Mapping Intent Into Action

The pain of deploying and operating software was famously captured in a 2010 Meme at Google “I just want to serve 5 Tb”. The meme captured that simple objectives (e.g. serving some data) can turn into a bewildering complicated tree of operations due to system complexity and business requirements. The goal of Foyle is to solve this problem of translating intent into actions.

Since we are using Foyle to build Foyle, we can evaluate it by how well it learns to assist us with everyday tasks. The video below illustrates how we use Foyle to troubleshoot the AI we are building by fetching traces.

The diagram below illustrates how Foyle works.

Foyle Interaction Diagram

In the video, we are using Foyle to fetch the trace for a specific prediction. This is a fundamental step in any AI Engineer’s workflow. The trace contains the information needed to understand the AI’s answer; e.g. the prompts to the LLMs, the result of post-processing etc… Foyle takes the markdown produced by ChatGPT and turns it into a set of blocks and assigns each block a unique ID. So to understand why a particular block was generated we might ask for the block trace as follows

show the block logs for block 01HZ3K97HMF590J823F10RJZ4T

The first time we ask Foyle to help us it has no prior interactions to learn from so it largely passes along the request to ChatGPT and we get the following response

blockchain-cli show-block-logs 01HZ3K97HMF590J823F10RJZ4T

Unsurprisingly, this is completely wrong because ChatGPT has no knowledge of Foyle; its just guessing. The first time we ask for a trace, we would fix the command to use Foyle’s REST endpoint to fetch the logs

curl http://localhost:8080/api/blocklogs/01HZ3K97HMF590J823F10RJZ4T | jq . 

Since Foyle is instrumented to log user interactions it learns from this interaction. So the next time we ask for a trace e.g.

get the log for block 01HZ0N1ZZ8NJ7PSRYB6WEMH08M

Foyle responds with the correct answer

curl http://localhost:8080/api/blocklogs/01HZ0N1ZZ8NJ7PSRYB6WEMH08M | jq . 

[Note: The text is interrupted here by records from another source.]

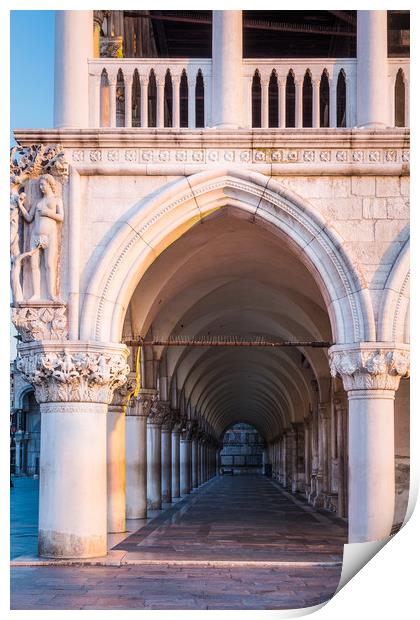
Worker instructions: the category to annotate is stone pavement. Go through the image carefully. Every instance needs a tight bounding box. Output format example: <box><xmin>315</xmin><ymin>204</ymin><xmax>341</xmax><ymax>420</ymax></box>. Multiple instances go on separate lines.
<box><xmin>11</xmin><ymin>474</ymin><xmax>347</xmax><ymax>610</ymax></box>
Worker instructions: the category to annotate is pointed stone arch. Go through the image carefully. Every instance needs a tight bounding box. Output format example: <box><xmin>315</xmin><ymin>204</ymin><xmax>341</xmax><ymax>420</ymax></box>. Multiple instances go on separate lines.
<box><xmin>80</xmin><ymin>168</ymin><xmax>375</xmax><ymax>345</ymax></box>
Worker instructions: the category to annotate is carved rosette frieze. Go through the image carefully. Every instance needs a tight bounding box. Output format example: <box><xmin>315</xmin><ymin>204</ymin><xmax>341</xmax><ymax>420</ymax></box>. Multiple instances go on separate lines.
<box><xmin>329</xmin><ymin>343</ymin><xmax>410</xmax><ymax>391</ymax></box>
<box><xmin>111</xmin><ymin>372</ymin><xmax>138</xmax><ymax>408</ymax></box>
<box><xmin>12</xmin><ymin>304</ymin><xmax>68</xmax><ymax>342</ymax></box>
<box><xmin>16</xmin><ymin>342</ymin><xmax>129</xmax><ymax>405</ymax></box>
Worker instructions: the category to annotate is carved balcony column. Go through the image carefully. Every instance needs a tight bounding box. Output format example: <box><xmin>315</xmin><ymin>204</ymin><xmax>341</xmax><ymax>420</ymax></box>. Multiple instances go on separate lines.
<box><xmin>109</xmin><ymin>76</ymin><xmax>117</xmax><ymax>128</ymax></box>
<box><xmin>125</xmin><ymin>387</ymin><xmax>156</xmax><ymax>519</ymax></box>
<box><xmin>212</xmin><ymin>10</ymin><xmax>243</xmax><ymax>128</ymax></box>
<box><xmin>147</xmin><ymin>399</ymin><xmax>167</xmax><ymax>510</ymax></box>
<box><xmin>124</xmin><ymin>75</ymin><xmax>133</xmax><ymax>128</ymax></box>
<box><xmin>140</xmin><ymin>77</ymin><xmax>149</xmax><ymax>128</ymax></box>
<box><xmin>54</xmin><ymin>11</ymin><xmax>93</xmax><ymax>128</ymax></box>
<box><xmin>107</xmin><ymin>373</ymin><xmax>137</xmax><ymax>533</ymax></box>
<box><xmin>160</xmin><ymin>402</ymin><xmax>173</xmax><ymax>503</ymax></box>
<box><xmin>187</xmin><ymin>74</ymin><xmax>196</xmax><ymax>129</ymax></box>
<box><xmin>172</xmin><ymin>76</ymin><xmax>181</xmax><ymax>129</ymax></box>
<box><xmin>329</xmin><ymin>343</ymin><xmax>410</xmax><ymax>542</ymax></box>
<box><xmin>312</xmin><ymin>78</ymin><xmax>320</xmax><ymax>129</ymax></box>
<box><xmin>278</xmin><ymin>79</ymin><xmax>286</xmax><ymax>129</ymax></box>
<box><xmin>357</xmin><ymin>11</ymin><xmax>389</xmax><ymax>127</ymax></box>
<box><xmin>261</xmin><ymin>79</ymin><xmax>269</xmax><ymax>129</ymax></box>
<box><xmin>156</xmin><ymin>75</ymin><xmax>165</xmax><ymax>129</ymax></box>
<box><xmin>171</xmin><ymin>410</ymin><xmax>181</xmax><ymax>498</ymax></box>
<box><xmin>16</xmin><ymin>341</ymin><xmax>129</xmax><ymax>559</ymax></box>
<box><xmin>329</xmin><ymin>77</ymin><xmax>337</xmax><ymax>129</ymax></box>
<box><xmin>295</xmin><ymin>78</ymin><xmax>303</xmax><ymax>129</ymax></box>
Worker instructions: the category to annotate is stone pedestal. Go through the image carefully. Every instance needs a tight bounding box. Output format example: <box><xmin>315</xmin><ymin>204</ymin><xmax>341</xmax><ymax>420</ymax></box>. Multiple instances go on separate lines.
<box><xmin>330</xmin><ymin>343</ymin><xmax>410</xmax><ymax>542</ymax></box>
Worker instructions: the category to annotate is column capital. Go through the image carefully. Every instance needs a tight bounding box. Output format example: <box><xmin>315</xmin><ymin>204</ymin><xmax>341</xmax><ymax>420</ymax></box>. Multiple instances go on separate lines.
<box><xmin>111</xmin><ymin>372</ymin><xmax>137</xmax><ymax>408</ymax></box>
<box><xmin>329</xmin><ymin>343</ymin><xmax>410</xmax><ymax>391</ymax></box>
<box><xmin>148</xmin><ymin>398</ymin><xmax>170</xmax><ymax>427</ymax></box>
<box><xmin>16</xmin><ymin>341</ymin><xmax>129</xmax><ymax>404</ymax></box>
<box><xmin>131</xmin><ymin>388</ymin><xmax>158</xmax><ymax>417</ymax></box>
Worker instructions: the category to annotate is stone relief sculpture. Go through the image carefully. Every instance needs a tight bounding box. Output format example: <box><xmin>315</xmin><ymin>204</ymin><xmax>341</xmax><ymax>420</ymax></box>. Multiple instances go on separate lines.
<box><xmin>15</xmin><ymin>174</ymin><xmax>64</xmax><ymax>302</ymax></box>
<box><xmin>10</xmin><ymin>144</ymin><xmax>69</xmax><ymax>342</ymax></box>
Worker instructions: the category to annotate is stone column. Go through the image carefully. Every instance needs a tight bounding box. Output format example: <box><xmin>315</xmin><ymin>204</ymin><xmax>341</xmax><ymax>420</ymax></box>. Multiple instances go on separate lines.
<box><xmin>124</xmin><ymin>76</ymin><xmax>133</xmax><ymax>128</ymax></box>
<box><xmin>295</xmin><ymin>78</ymin><xmax>303</xmax><ymax>128</ymax></box>
<box><xmin>262</xmin><ymin>79</ymin><xmax>269</xmax><ymax>128</ymax></box>
<box><xmin>180</xmin><ymin>433</ymin><xmax>191</xmax><ymax>495</ymax></box>
<box><xmin>188</xmin><ymin>78</ymin><xmax>196</xmax><ymax>129</ymax></box>
<box><xmin>278</xmin><ymin>79</ymin><xmax>286</xmax><ymax>128</ymax></box>
<box><xmin>16</xmin><ymin>342</ymin><xmax>129</xmax><ymax>559</ymax></box>
<box><xmin>316</xmin><ymin>404</ymin><xmax>330</xmax><ymax>507</ymax></box>
<box><xmin>171</xmin><ymin>412</ymin><xmax>181</xmax><ymax>498</ymax></box>
<box><xmin>198</xmin><ymin>440</ymin><xmax>204</xmax><ymax>485</ymax></box>
<box><xmin>212</xmin><ymin>10</ymin><xmax>243</xmax><ymax>128</ymax></box>
<box><xmin>172</xmin><ymin>76</ymin><xmax>181</xmax><ymax>129</ymax></box>
<box><xmin>147</xmin><ymin>401</ymin><xmax>167</xmax><ymax>510</ymax></box>
<box><xmin>14</xmin><ymin>430</ymin><xmax>24</xmax><ymax>475</ymax></box>
<box><xmin>54</xmin><ymin>11</ymin><xmax>93</xmax><ymax>128</ymax></box>
<box><xmin>312</xmin><ymin>78</ymin><xmax>320</xmax><ymax>128</ymax></box>
<box><xmin>357</xmin><ymin>11</ymin><xmax>389</xmax><ymax>127</ymax></box>
<box><xmin>107</xmin><ymin>376</ymin><xmax>136</xmax><ymax>533</ymax></box>
<box><xmin>330</xmin><ymin>343</ymin><xmax>410</xmax><ymax>542</ymax></box>
<box><xmin>304</xmin><ymin>418</ymin><xmax>311</xmax><ymax>498</ymax></box>
<box><xmin>140</xmin><ymin>77</ymin><xmax>148</xmax><ymax>128</ymax></box>
<box><xmin>192</xmin><ymin>436</ymin><xmax>199</xmax><ymax>488</ymax></box>
<box><xmin>160</xmin><ymin>403</ymin><xmax>173</xmax><ymax>503</ymax></box>
<box><xmin>126</xmin><ymin>388</ymin><xmax>156</xmax><ymax>520</ymax></box>
<box><xmin>329</xmin><ymin>78</ymin><xmax>337</xmax><ymax>129</ymax></box>
<box><xmin>334</xmin><ymin>397</ymin><xmax>347</xmax><ymax>518</ymax></box>
<box><xmin>157</xmin><ymin>76</ymin><xmax>165</xmax><ymax>128</ymax></box>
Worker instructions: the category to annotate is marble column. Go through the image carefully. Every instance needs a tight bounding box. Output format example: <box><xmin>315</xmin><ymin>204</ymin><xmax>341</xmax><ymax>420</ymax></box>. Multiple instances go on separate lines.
<box><xmin>171</xmin><ymin>418</ymin><xmax>181</xmax><ymax>498</ymax></box>
<box><xmin>334</xmin><ymin>397</ymin><xmax>347</xmax><ymax>518</ymax></box>
<box><xmin>107</xmin><ymin>376</ymin><xmax>136</xmax><ymax>533</ymax></box>
<box><xmin>330</xmin><ymin>343</ymin><xmax>410</xmax><ymax>542</ymax></box>
<box><xmin>357</xmin><ymin>11</ymin><xmax>389</xmax><ymax>127</ymax></box>
<box><xmin>180</xmin><ymin>435</ymin><xmax>191</xmax><ymax>495</ymax></box>
<box><xmin>192</xmin><ymin>437</ymin><xmax>199</xmax><ymax>488</ymax></box>
<box><xmin>54</xmin><ymin>11</ymin><xmax>93</xmax><ymax>128</ymax></box>
<box><xmin>212</xmin><ymin>10</ymin><xmax>243</xmax><ymax>128</ymax></box>
<box><xmin>198</xmin><ymin>441</ymin><xmax>204</xmax><ymax>485</ymax></box>
<box><xmin>126</xmin><ymin>388</ymin><xmax>156</xmax><ymax>519</ymax></box>
<box><xmin>16</xmin><ymin>342</ymin><xmax>129</xmax><ymax>559</ymax></box>
<box><xmin>147</xmin><ymin>401</ymin><xmax>167</xmax><ymax>510</ymax></box>
<box><xmin>14</xmin><ymin>430</ymin><xmax>24</xmax><ymax>475</ymax></box>
<box><xmin>160</xmin><ymin>403</ymin><xmax>172</xmax><ymax>503</ymax></box>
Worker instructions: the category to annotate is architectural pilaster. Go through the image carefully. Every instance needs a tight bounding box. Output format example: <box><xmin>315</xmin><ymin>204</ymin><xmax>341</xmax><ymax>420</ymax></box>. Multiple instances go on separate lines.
<box><xmin>16</xmin><ymin>341</ymin><xmax>129</xmax><ymax>558</ymax></box>
<box><xmin>329</xmin><ymin>343</ymin><xmax>410</xmax><ymax>542</ymax></box>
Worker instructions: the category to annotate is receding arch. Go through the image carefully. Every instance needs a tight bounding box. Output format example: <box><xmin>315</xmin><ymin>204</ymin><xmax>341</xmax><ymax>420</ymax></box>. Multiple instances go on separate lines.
<box><xmin>80</xmin><ymin>169</ymin><xmax>374</xmax><ymax>346</ymax></box>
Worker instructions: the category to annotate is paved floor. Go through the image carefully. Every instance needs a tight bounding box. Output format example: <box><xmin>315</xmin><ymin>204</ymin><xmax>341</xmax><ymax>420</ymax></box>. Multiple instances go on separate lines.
<box><xmin>11</xmin><ymin>474</ymin><xmax>347</xmax><ymax>610</ymax></box>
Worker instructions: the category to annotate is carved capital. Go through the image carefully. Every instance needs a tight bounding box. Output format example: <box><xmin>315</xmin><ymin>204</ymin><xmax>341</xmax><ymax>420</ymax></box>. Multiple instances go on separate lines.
<box><xmin>12</xmin><ymin>303</ymin><xmax>68</xmax><ymax>342</ymax></box>
<box><xmin>329</xmin><ymin>343</ymin><xmax>410</xmax><ymax>391</ymax></box>
<box><xmin>130</xmin><ymin>388</ymin><xmax>158</xmax><ymax>417</ymax></box>
<box><xmin>16</xmin><ymin>342</ymin><xmax>129</xmax><ymax>405</ymax></box>
<box><xmin>148</xmin><ymin>399</ymin><xmax>170</xmax><ymax>426</ymax></box>
<box><xmin>111</xmin><ymin>372</ymin><xmax>137</xmax><ymax>407</ymax></box>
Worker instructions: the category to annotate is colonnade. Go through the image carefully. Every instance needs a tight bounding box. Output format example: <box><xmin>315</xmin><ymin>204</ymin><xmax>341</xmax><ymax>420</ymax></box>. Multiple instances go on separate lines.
<box><xmin>56</xmin><ymin>9</ymin><xmax>398</xmax><ymax>129</ymax></box>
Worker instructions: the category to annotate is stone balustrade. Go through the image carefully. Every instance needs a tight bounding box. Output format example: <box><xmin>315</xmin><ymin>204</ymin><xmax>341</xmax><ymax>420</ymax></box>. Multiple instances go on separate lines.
<box><xmin>88</xmin><ymin>57</ymin><xmax>409</xmax><ymax>130</ymax></box>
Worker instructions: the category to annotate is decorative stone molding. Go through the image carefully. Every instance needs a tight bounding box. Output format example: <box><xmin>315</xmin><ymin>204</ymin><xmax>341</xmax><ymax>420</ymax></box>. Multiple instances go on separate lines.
<box><xmin>16</xmin><ymin>342</ymin><xmax>129</xmax><ymax>404</ymax></box>
<box><xmin>329</xmin><ymin>343</ymin><xmax>410</xmax><ymax>391</ymax></box>
<box><xmin>111</xmin><ymin>372</ymin><xmax>137</xmax><ymax>407</ymax></box>
<box><xmin>11</xmin><ymin>303</ymin><xmax>68</xmax><ymax>342</ymax></box>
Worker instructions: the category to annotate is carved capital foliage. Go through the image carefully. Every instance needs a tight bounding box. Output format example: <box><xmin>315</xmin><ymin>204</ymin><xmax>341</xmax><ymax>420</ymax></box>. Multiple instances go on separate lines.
<box><xmin>130</xmin><ymin>388</ymin><xmax>157</xmax><ymax>417</ymax></box>
<box><xmin>10</xmin><ymin>144</ymin><xmax>69</xmax><ymax>186</ymax></box>
<box><xmin>111</xmin><ymin>372</ymin><xmax>137</xmax><ymax>407</ymax></box>
<box><xmin>16</xmin><ymin>342</ymin><xmax>129</xmax><ymax>405</ymax></box>
<box><xmin>148</xmin><ymin>399</ymin><xmax>170</xmax><ymax>426</ymax></box>
<box><xmin>12</xmin><ymin>304</ymin><xmax>68</xmax><ymax>342</ymax></box>
<box><xmin>329</xmin><ymin>343</ymin><xmax>410</xmax><ymax>391</ymax></box>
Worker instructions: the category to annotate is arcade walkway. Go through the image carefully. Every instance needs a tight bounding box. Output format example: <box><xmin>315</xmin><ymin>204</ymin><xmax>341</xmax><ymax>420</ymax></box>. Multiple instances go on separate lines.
<box><xmin>11</xmin><ymin>475</ymin><xmax>347</xmax><ymax>609</ymax></box>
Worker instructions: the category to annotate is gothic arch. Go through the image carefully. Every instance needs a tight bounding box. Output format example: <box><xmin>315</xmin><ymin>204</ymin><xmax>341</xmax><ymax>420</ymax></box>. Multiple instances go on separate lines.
<box><xmin>80</xmin><ymin>168</ymin><xmax>375</xmax><ymax>345</ymax></box>
<box><xmin>378</xmin><ymin>238</ymin><xmax>410</xmax><ymax>342</ymax></box>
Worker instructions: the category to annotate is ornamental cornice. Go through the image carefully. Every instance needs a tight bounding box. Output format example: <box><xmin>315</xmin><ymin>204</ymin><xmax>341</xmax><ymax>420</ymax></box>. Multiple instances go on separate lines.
<box><xmin>16</xmin><ymin>341</ymin><xmax>129</xmax><ymax>405</ymax></box>
<box><xmin>329</xmin><ymin>343</ymin><xmax>410</xmax><ymax>391</ymax></box>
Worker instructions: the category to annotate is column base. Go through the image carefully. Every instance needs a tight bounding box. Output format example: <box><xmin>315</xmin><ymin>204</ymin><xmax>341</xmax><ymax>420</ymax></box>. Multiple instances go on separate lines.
<box><xmin>39</xmin><ymin>529</ymin><xmax>106</xmax><ymax>559</ymax></box>
<box><xmin>147</xmin><ymin>499</ymin><xmax>162</xmax><ymax>511</ymax></box>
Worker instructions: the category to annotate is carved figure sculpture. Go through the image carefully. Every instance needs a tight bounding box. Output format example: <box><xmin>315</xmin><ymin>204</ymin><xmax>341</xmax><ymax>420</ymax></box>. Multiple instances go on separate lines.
<box><xmin>15</xmin><ymin>174</ymin><xmax>64</xmax><ymax>302</ymax></box>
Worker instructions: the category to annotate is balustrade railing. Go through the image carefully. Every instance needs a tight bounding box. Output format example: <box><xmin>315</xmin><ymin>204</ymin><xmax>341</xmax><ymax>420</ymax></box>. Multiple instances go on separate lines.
<box><xmin>88</xmin><ymin>57</ymin><xmax>409</xmax><ymax>129</ymax></box>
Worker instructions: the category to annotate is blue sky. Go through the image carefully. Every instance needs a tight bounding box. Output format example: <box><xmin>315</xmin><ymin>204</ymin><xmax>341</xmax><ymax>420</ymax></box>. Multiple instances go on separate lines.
<box><xmin>10</xmin><ymin>10</ymin><xmax>55</xmax><ymax>135</ymax></box>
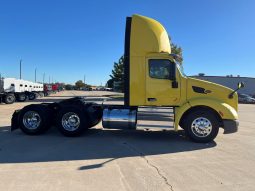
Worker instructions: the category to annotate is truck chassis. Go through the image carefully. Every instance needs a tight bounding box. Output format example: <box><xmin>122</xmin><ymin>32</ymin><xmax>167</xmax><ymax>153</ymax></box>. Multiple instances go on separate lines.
<box><xmin>11</xmin><ymin>97</ymin><xmax>223</xmax><ymax>143</ymax></box>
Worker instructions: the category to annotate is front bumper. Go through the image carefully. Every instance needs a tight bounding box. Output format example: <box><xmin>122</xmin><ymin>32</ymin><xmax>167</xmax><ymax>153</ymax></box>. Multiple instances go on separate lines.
<box><xmin>223</xmin><ymin>119</ymin><xmax>239</xmax><ymax>134</ymax></box>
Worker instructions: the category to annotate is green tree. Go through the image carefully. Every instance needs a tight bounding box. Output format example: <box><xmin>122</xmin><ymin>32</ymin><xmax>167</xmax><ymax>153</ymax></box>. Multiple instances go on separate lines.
<box><xmin>110</xmin><ymin>56</ymin><xmax>124</xmax><ymax>92</ymax></box>
<box><xmin>169</xmin><ymin>36</ymin><xmax>183</xmax><ymax>64</ymax></box>
<box><xmin>106</xmin><ymin>79</ymin><xmax>114</xmax><ymax>88</ymax></box>
<box><xmin>75</xmin><ymin>80</ymin><xmax>85</xmax><ymax>89</ymax></box>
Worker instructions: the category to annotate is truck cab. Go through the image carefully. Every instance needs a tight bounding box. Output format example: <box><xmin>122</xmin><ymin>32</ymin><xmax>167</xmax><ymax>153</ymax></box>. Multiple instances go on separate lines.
<box><xmin>121</xmin><ymin>15</ymin><xmax>239</xmax><ymax>141</ymax></box>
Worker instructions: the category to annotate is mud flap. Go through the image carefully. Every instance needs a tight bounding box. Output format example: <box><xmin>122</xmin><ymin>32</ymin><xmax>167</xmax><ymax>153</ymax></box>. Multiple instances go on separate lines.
<box><xmin>11</xmin><ymin>110</ymin><xmax>21</xmax><ymax>131</ymax></box>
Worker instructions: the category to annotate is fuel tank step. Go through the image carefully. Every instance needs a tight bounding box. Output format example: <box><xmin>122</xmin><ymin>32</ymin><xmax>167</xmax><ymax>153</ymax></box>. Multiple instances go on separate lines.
<box><xmin>136</xmin><ymin>107</ymin><xmax>174</xmax><ymax>130</ymax></box>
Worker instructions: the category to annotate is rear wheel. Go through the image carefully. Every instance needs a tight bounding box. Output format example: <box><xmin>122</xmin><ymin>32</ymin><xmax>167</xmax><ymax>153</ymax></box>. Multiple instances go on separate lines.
<box><xmin>34</xmin><ymin>92</ymin><xmax>40</xmax><ymax>98</ymax></box>
<box><xmin>18</xmin><ymin>104</ymin><xmax>53</xmax><ymax>135</ymax></box>
<box><xmin>17</xmin><ymin>93</ymin><xmax>27</xmax><ymax>102</ymax></box>
<box><xmin>56</xmin><ymin>106</ymin><xmax>90</xmax><ymax>137</ymax></box>
<box><xmin>28</xmin><ymin>93</ymin><xmax>36</xmax><ymax>100</ymax></box>
<box><xmin>183</xmin><ymin>109</ymin><xmax>220</xmax><ymax>143</ymax></box>
<box><xmin>4</xmin><ymin>93</ymin><xmax>15</xmax><ymax>104</ymax></box>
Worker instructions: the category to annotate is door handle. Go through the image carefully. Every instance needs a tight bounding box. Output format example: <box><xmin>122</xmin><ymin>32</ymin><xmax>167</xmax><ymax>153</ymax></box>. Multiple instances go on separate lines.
<box><xmin>148</xmin><ymin>98</ymin><xmax>157</xmax><ymax>102</ymax></box>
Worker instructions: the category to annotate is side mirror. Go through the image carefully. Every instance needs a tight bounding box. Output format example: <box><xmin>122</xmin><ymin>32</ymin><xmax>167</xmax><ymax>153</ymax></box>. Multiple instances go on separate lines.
<box><xmin>229</xmin><ymin>82</ymin><xmax>245</xmax><ymax>98</ymax></box>
<box><xmin>169</xmin><ymin>63</ymin><xmax>178</xmax><ymax>88</ymax></box>
<box><xmin>238</xmin><ymin>82</ymin><xmax>245</xmax><ymax>89</ymax></box>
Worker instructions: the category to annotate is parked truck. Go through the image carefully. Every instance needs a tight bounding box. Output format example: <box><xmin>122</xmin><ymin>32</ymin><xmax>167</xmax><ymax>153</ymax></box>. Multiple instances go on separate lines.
<box><xmin>11</xmin><ymin>15</ymin><xmax>243</xmax><ymax>142</ymax></box>
<box><xmin>0</xmin><ymin>77</ymin><xmax>44</xmax><ymax>103</ymax></box>
<box><xmin>0</xmin><ymin>77</ymin><xmax>16</xmax><ymax>104</ymax></box>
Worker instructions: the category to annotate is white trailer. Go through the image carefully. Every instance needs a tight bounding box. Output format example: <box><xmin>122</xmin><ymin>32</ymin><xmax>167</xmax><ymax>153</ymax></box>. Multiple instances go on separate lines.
<box><xmin>0</xmin><ymin>78</ymin><xmax>44</xmax><ymax>103</ymax></box>
<box><xmin>32</xmin><ymin>82</ymin><xmax>44</xmax><ymax>97</ymax></box>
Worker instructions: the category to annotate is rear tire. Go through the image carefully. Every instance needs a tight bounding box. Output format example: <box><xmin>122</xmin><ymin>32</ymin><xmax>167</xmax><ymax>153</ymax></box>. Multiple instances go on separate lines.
<box><xmin>39</xmin><ymin>92</ymin><xmax>44</xmax><ymax>97</ymax></box>
<box><xmin>4</xmin><ymin>93</ymin><xmax>15</xmax><ymax>104</ymax></box>
<box><xmin>28</xmin><ymin>93</ymin><xmax>36</xmax><ymax>100</ymax></box>
<box><xmin>18</xmin><ymin>104</ymin><xmax>53</xmax><ymax>135</ymax></box>
<box><xmin>17</xmin><ymin>93</ymin><xmax>28</xmax><ymax>102</ymax></box>
<box><xmin>34</xmin><ymin>92</ymin><xmax>40</xmax><ymax>98</ymax></box>
<box><xmin>56</xmin><ymin>106</ymin><xmax>90</xmax><ymax>137</ymax></box>
<box><xmin>183</xmin><ymin>109</ymin><xmax>219</xmax><ymax>143</ymax></box>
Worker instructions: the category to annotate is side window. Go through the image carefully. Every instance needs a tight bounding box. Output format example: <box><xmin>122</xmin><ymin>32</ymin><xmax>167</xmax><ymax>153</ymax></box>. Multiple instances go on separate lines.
<box><xmin>11</xmin><ymin>83</ymin><xmax>15</xmax><ymax>86</ymax></box>
<box><xmin>149</xmin><ymin>59</ymin><xmax>172</xmax><ymax>79</ymax></box>
<box><xmin>20</xmin><ymin>84</ymin><xmax>23</xmax><ymax>87</ymax></box>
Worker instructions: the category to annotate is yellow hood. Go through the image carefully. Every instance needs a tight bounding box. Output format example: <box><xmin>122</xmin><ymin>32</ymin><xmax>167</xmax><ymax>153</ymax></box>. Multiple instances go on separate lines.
<box><xmin>186</xmin><ymin>77</ymin><xmax>238</xmax><ymax>111</ymax></box>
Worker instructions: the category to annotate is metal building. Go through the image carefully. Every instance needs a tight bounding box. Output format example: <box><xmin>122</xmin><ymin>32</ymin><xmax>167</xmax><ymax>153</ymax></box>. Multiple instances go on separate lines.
<box><xmin>191</xmin><ymin>75</ymin><xmax>255</xmax><ymax>96</ymax></box>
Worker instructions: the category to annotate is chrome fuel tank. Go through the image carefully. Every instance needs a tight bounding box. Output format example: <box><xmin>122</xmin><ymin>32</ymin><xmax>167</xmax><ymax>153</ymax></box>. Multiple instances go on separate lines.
<box><xmin>102</xmin><ymin>107</ymin><xmax>137</xmax><ymax>129</ymax></box>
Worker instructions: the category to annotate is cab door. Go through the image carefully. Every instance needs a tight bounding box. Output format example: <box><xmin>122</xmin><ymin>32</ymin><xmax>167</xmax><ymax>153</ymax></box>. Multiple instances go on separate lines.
<box><xmin>145</xmin><ymin>58</ymin><xmax>180</xmax><ymax>106</ymax></box>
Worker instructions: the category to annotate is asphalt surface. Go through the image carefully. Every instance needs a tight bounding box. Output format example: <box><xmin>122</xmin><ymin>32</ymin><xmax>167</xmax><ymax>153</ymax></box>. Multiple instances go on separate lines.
<box><xmin>0</xmin><ymin>91</ymin><xmax>255</xmax><ymax>191</ymax></box>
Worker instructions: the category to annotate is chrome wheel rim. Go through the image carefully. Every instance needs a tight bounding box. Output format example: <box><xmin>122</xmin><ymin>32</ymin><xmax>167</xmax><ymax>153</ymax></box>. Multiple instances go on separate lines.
<box><xmin>23</xmin><ymin>111</ymin><xmax>41</xmax><ymax>129</ymax></box>
<box><xmin>62</xmin><ymin>112</ymin><xmax>80</xmax><ymax>131</ymax></box>
<box><xmin>7</xmin><ymin>96</ymin><xmax>14</xmax><ymax>102</ymax></box>
<box><xmin>191</xmin><ymin>117</ymin><xmax>212</xmax><ymax>137</ymax></box>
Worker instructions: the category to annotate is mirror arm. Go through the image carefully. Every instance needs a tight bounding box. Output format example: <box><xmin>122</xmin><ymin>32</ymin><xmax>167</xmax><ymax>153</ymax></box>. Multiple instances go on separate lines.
<box><xmin>229</xmin><ymin>88</ymin><xmax>239</xmax><ymax>99</ymax></box>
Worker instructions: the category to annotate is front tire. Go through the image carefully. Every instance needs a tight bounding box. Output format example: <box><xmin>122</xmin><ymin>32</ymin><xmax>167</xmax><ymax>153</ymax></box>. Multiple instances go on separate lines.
<box><xmin>18</xmin><ymin>104</ymin><xmax>53</xmax><ymax>135</ymax></box>
<box><xmin>183</xmin><ymin>109</ymin><xmax>220</xmax><ymax>143</ymax></box>
<box><xmin>56</xmin><ymin>106</ymin><xmax>90</xmax><ymax>137</ymax></box>
<box><xmin>4</xmin><ymin>93</ymin><xmax>15</xmax><ymax>104</ymax></box>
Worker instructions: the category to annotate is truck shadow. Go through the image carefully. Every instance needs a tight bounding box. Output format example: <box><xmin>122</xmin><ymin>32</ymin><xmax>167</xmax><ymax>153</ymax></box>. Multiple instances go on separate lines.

Notably, this example illustrates that Foyle is learning how to map higher level concepts (e.g. block logs) into low level concrete actions (e.g. curl).

Results

To measure Foyle’s ability to learn and assist with mapping intent into action, we created an evaluation dataset of 24 examples of intents specific to building and operating Foyle. The dataset consists of the following

  • Evaluation Data: 24 pairs of (intent, action) where the action is a command that correctly achieves the intent
  • Training Data: 27 pairs of (intent, action) representing user interactions logged by Foyle
    • These were the result of our daily use of Foyle to build Foyle

To evaluate the effectiveness of human feedback we compared using GPT3.5 without examples to GPT3.5 with examples. Using examples, we prompt GPT3.5 with similar examples from prior usage(the prompt is here). Prior examples are selected by using similarity search to find the intents most similar to the current one. To measure the correctness of the generated commands we use a version of edit distance that measures the number of arguments that need to be changed. The binary itself counts as an argument. This metric can be normalized so that 0 means the predicted command is an exact match and 1 means the predicted command is completely different (precise details are here).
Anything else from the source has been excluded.